Namun jangan hanya menuding aparat pemerintah saja dalam soal pungli ini.
Sudah jamak bila organisasi, baik kepemudaan, kekeluargaan ikatan primordial,
bahkan membawa atribut keagamaan, melakukan pungli. Artinya, pungli juga
dilakukan oleh kelompok masyarakat. Bahkan tidak jarang terjadi bentrokan
antarorganisasi, penyebabnya rebutan wilayah pungli.

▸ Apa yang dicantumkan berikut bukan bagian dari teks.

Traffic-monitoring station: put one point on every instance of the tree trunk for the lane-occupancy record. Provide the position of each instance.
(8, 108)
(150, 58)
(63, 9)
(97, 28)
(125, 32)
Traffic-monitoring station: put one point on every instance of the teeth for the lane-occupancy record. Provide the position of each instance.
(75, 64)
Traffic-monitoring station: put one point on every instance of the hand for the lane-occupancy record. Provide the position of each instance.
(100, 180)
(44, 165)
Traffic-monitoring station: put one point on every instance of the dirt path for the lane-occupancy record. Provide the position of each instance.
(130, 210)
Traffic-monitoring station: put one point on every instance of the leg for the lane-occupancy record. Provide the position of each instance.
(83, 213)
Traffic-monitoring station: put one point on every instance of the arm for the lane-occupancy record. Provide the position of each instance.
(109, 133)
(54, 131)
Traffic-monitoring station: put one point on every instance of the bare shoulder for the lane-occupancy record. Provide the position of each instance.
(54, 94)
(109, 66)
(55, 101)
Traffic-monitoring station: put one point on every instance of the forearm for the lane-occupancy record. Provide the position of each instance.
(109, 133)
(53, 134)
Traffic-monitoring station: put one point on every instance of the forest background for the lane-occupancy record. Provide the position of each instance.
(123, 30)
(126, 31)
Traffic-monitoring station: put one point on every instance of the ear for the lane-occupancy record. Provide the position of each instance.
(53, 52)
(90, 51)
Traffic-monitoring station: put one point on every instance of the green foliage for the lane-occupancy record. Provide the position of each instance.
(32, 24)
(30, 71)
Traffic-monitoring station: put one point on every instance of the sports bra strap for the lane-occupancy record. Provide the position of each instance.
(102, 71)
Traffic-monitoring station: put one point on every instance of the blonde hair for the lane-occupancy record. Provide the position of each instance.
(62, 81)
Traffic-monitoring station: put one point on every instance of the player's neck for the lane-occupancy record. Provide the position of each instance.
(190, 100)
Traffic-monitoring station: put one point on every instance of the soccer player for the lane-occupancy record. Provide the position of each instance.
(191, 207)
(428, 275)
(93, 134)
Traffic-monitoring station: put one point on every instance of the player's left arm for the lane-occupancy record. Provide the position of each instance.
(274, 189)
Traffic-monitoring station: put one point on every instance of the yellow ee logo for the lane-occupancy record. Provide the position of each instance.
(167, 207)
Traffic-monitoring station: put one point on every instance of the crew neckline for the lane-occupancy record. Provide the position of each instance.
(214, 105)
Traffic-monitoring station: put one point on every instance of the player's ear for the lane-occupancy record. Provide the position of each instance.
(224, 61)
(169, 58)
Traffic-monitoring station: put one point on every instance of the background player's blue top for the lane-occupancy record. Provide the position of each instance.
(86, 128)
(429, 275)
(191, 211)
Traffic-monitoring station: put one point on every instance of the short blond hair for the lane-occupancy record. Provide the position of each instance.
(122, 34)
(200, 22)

Pada akhirnya pungli memang menjadi salah satu penyebab ekonomi biaya
tinggi. Itu tercermin dalam berbagai penilaian lembaga internasional terhadap
Indonesia. Dalam Indeks Daya Saing yang dibuat Forum Ekonomi Dunia (World
Economic Forum), juga Indeks Kemudahan Berusaha yang disusun Bank Dunia
(World Bank), korupsi dan red tape di lingkaran birokrasi, masih menjadi salah
satu faktor penyebab peringkat daya saing Indonesia rendah.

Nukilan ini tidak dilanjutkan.